You Always Have a ChoiceI have a confession to make: I can be pretty impatient at times. I pride myself (therein lies the real problem!) as being very efficient, which can be a definite plus  until I take it too far. That’s why I call myself a recovering perfectionist. {wry smile} It’s very easy for me to get caught up in making everything “just so” that I sometimes forget the purpose behind what I am doing. This often leads me to becoming impatient when I have to wait for someone/something or if things don’t go the way I expect.

This impatience very often comes front and center in my relationship with my son. Every evening during night prayer, I have Andrew ask God for forgiveness for anything he may need forgiveness for during the day. Then we ask forgiveness of each other for anything we may have done or said that may have hurt the other person.

So, many times I have to apologize to Andrew for having been impatient with him during the day, especially when I over-react to his normal boyish behavior. One time during our nightly ritual he says to me, “You know, Peter Parker says you always have a choice (a reference to a line in the 3rd Spiderman movie), so you have choice to be nice or a choice not be patient.” (!)

Of course, I took the opportunity to remind him that he, too, always has a choice. He has a choice to be obedient, and do his chores and homeschooling cheerfully, etc.  We then proceeded to have an interesting (and cute!) conversation about what making choices are all about and how the choices we make can shape our lives.

Afterward, our conversation really got me thinking, and I still think about the conversation from time to time. We, as individuals, really do always have a choice – and not just about choosing to be patient or not being patient. We have  choices to make all throughout the day and, often,  NOT choosing is a choice. And I don’t know about you, but I frequently go through the day on autopilot and not always being conscious of the choices I am are making. That is why I have to make a point of being more intentional and focused.
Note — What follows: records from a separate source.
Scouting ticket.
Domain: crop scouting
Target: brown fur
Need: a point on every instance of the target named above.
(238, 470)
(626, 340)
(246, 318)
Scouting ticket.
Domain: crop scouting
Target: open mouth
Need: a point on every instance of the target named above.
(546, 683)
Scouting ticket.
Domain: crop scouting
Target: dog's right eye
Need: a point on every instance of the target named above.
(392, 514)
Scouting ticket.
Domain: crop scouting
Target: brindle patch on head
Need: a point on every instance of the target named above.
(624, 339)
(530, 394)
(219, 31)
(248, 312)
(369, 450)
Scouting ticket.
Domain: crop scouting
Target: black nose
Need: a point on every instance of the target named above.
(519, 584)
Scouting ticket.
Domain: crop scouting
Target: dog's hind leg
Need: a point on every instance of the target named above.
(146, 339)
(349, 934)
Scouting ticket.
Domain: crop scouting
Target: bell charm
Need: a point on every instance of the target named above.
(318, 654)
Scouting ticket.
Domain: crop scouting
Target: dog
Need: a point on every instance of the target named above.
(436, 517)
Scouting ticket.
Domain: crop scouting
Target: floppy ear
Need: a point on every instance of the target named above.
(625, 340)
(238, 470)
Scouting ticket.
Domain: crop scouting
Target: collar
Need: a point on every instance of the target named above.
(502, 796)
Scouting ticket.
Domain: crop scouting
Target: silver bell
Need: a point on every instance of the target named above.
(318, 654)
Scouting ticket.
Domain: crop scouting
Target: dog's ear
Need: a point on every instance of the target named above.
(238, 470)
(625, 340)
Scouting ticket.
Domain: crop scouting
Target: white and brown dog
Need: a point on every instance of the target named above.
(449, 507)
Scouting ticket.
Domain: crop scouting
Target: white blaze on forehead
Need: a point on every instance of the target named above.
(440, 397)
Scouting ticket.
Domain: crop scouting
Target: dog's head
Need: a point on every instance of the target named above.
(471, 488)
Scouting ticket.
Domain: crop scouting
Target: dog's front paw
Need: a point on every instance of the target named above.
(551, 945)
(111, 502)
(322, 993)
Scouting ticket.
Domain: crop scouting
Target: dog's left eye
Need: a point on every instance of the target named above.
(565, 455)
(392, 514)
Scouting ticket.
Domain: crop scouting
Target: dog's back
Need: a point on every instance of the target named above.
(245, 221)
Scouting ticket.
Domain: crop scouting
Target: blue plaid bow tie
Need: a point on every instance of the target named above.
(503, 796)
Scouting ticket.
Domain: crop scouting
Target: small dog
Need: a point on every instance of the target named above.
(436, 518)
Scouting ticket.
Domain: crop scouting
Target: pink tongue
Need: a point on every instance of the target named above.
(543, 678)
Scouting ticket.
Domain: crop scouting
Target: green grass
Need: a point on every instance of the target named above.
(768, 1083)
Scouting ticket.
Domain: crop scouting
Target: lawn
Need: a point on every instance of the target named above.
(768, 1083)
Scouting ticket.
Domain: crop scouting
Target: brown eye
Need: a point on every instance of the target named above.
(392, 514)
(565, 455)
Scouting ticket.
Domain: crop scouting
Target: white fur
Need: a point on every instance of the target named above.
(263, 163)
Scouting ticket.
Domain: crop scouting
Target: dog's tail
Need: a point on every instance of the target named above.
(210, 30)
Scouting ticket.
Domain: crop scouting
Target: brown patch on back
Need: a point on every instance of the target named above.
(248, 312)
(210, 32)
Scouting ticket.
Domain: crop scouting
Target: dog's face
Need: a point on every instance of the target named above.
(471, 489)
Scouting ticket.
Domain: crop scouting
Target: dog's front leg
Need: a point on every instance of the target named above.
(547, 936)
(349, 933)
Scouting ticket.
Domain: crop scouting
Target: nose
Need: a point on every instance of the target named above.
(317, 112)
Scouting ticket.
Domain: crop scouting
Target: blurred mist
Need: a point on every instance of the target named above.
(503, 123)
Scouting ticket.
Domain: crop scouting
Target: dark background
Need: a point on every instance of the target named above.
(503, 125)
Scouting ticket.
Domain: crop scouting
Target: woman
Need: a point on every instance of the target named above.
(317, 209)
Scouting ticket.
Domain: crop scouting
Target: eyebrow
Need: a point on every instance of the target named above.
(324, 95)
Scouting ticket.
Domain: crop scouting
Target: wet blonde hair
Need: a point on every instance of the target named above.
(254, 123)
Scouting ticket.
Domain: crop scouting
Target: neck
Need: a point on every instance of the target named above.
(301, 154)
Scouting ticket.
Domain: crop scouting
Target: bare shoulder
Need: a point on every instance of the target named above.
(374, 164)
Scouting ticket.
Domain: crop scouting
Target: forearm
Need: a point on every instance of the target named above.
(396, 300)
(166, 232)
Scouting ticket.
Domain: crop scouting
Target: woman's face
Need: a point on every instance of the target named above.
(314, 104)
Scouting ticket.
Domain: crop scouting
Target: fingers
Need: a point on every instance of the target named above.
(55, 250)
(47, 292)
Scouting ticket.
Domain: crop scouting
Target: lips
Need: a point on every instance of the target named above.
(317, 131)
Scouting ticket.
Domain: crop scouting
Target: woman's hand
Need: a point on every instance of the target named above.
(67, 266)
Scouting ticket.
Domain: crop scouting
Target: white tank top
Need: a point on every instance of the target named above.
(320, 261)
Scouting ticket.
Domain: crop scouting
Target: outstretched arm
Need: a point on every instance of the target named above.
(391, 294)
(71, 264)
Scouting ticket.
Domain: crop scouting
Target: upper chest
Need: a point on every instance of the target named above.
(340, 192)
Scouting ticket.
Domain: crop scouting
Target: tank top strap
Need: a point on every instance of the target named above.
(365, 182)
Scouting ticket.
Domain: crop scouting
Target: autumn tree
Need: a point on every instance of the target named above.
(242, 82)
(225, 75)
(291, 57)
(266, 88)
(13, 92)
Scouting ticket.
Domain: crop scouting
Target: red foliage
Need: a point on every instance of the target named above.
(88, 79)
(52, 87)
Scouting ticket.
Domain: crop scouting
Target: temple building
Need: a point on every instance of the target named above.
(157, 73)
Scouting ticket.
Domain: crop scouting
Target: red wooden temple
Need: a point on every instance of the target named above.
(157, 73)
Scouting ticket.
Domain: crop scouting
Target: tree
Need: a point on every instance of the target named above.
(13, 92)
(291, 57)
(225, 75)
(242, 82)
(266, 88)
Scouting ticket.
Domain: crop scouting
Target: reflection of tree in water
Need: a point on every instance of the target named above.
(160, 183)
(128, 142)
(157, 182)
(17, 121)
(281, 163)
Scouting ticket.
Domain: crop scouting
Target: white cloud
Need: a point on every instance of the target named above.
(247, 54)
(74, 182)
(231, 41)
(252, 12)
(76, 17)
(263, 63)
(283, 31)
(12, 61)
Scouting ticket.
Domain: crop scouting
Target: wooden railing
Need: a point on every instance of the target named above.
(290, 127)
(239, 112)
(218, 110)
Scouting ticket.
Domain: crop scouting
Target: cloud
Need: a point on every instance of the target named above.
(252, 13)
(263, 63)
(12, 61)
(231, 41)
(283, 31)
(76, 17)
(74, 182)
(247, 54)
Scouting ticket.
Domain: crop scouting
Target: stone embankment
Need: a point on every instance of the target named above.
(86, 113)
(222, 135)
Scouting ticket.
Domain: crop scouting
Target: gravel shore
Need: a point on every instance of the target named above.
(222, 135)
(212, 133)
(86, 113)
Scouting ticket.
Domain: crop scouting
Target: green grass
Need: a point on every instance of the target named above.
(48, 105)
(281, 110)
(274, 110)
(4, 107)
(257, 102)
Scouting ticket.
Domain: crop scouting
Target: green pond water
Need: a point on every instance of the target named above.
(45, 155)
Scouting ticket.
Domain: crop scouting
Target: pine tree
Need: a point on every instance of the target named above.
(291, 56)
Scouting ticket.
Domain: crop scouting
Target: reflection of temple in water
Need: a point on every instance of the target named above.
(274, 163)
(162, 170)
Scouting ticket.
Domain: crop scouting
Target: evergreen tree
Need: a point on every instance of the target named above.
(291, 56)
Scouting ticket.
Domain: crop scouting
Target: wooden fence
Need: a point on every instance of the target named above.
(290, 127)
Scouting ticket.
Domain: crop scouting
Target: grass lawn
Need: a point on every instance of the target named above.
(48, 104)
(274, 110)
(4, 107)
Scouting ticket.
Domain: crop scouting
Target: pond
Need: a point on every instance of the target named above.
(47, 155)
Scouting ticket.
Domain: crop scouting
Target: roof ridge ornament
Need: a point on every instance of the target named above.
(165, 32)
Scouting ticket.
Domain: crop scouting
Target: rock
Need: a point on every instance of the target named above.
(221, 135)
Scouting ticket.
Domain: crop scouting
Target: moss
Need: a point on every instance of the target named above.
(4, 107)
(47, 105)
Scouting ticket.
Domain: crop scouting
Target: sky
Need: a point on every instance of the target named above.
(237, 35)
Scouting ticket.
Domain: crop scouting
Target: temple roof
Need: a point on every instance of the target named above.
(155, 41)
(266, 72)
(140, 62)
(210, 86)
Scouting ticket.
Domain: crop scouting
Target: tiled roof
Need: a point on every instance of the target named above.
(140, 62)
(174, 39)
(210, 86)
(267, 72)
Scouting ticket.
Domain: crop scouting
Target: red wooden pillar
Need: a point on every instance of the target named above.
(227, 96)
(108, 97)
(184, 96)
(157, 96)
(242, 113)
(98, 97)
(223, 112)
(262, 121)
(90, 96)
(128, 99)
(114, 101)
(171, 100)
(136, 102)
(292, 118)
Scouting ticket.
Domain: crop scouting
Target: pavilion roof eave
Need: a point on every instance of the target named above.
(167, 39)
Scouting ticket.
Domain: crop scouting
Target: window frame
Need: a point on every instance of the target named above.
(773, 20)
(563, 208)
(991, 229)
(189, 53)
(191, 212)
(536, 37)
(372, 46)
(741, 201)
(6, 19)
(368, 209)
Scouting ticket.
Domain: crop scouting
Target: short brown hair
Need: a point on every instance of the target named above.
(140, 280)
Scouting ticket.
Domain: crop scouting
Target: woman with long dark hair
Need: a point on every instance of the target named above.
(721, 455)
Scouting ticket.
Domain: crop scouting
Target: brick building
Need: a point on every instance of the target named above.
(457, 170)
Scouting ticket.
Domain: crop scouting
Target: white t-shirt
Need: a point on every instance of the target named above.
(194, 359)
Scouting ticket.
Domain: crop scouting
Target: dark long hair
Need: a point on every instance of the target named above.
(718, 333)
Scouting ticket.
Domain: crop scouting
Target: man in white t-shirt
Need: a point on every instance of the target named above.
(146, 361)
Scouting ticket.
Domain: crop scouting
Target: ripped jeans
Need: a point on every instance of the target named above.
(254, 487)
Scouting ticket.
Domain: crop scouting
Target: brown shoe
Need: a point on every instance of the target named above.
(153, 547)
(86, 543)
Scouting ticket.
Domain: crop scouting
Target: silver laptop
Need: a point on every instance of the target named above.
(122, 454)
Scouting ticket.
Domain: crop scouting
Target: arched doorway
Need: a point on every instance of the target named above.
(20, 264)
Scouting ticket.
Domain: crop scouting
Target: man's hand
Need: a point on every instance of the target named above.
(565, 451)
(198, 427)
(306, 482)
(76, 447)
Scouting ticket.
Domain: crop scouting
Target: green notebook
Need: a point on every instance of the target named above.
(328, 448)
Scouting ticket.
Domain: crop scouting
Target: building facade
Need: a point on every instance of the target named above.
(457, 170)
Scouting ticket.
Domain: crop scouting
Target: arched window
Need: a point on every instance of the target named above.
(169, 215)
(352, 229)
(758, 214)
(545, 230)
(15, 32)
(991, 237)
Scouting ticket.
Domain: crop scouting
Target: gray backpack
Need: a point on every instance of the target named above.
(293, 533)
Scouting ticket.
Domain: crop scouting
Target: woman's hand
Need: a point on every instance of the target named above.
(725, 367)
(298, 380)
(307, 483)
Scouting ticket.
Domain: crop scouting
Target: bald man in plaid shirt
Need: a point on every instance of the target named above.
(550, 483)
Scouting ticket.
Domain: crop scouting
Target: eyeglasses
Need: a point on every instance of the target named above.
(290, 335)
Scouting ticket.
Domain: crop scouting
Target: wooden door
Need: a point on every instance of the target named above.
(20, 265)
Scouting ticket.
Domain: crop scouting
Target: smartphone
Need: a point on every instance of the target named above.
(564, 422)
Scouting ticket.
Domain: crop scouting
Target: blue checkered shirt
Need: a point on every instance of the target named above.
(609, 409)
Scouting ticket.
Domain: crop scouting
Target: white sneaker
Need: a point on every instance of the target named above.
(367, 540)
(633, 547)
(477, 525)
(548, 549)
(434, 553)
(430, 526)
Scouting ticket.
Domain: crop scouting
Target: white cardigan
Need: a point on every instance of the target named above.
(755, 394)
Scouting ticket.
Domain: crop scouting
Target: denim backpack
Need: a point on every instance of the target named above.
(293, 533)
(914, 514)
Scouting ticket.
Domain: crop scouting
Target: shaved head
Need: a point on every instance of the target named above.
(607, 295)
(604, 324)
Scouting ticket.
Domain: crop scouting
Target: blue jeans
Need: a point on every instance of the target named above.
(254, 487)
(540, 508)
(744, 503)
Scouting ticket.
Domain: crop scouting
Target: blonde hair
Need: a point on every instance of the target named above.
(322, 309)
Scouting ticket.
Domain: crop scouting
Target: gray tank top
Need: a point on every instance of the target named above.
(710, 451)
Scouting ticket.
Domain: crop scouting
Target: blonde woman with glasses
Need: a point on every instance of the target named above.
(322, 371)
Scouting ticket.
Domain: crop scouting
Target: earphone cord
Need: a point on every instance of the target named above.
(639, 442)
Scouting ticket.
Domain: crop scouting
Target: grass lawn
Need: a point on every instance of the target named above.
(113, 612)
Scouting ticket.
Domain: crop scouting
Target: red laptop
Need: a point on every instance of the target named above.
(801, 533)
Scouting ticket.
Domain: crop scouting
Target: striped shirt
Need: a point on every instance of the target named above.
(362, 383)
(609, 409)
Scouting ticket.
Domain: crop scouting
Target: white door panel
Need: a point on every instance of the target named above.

Because each day I have the opportunity to consciously:

  • choose to live for and depend on God
  • choose to take time to pray and delve into The Word of God
  • choose to make my home a haven for my family
  • choose to reach out to a friend or family in need or just to make them smile
  • choose to live in integrity and love
  • choose to take a stand for what I believe in
  • choose to carry out my responsibilities cheerfully (and, yes, choose to be patient!)

Or, I can stay on autopilot:

  • choose to rely on my own self
  • choose to live in selfishness
  • choose to not respond in love toward others
  • choose to shirk my responsibilities
  • choose to not make a choice!

It’s up to me. I can take the steps to change by being more aware of my choices and actions AND when I get impatient to step back, assess the situation, and change my response. It won’t be easy but with God’s grace it is doable!

What about you? Do you struggle with living on autopilot or making conscious choices each day? Or am I alone in this?! 🙂 How do you counteract the autopilot tendency or impatience? Let’s pray for each other so that we all consciously choose what is most important: God and others (especially our families).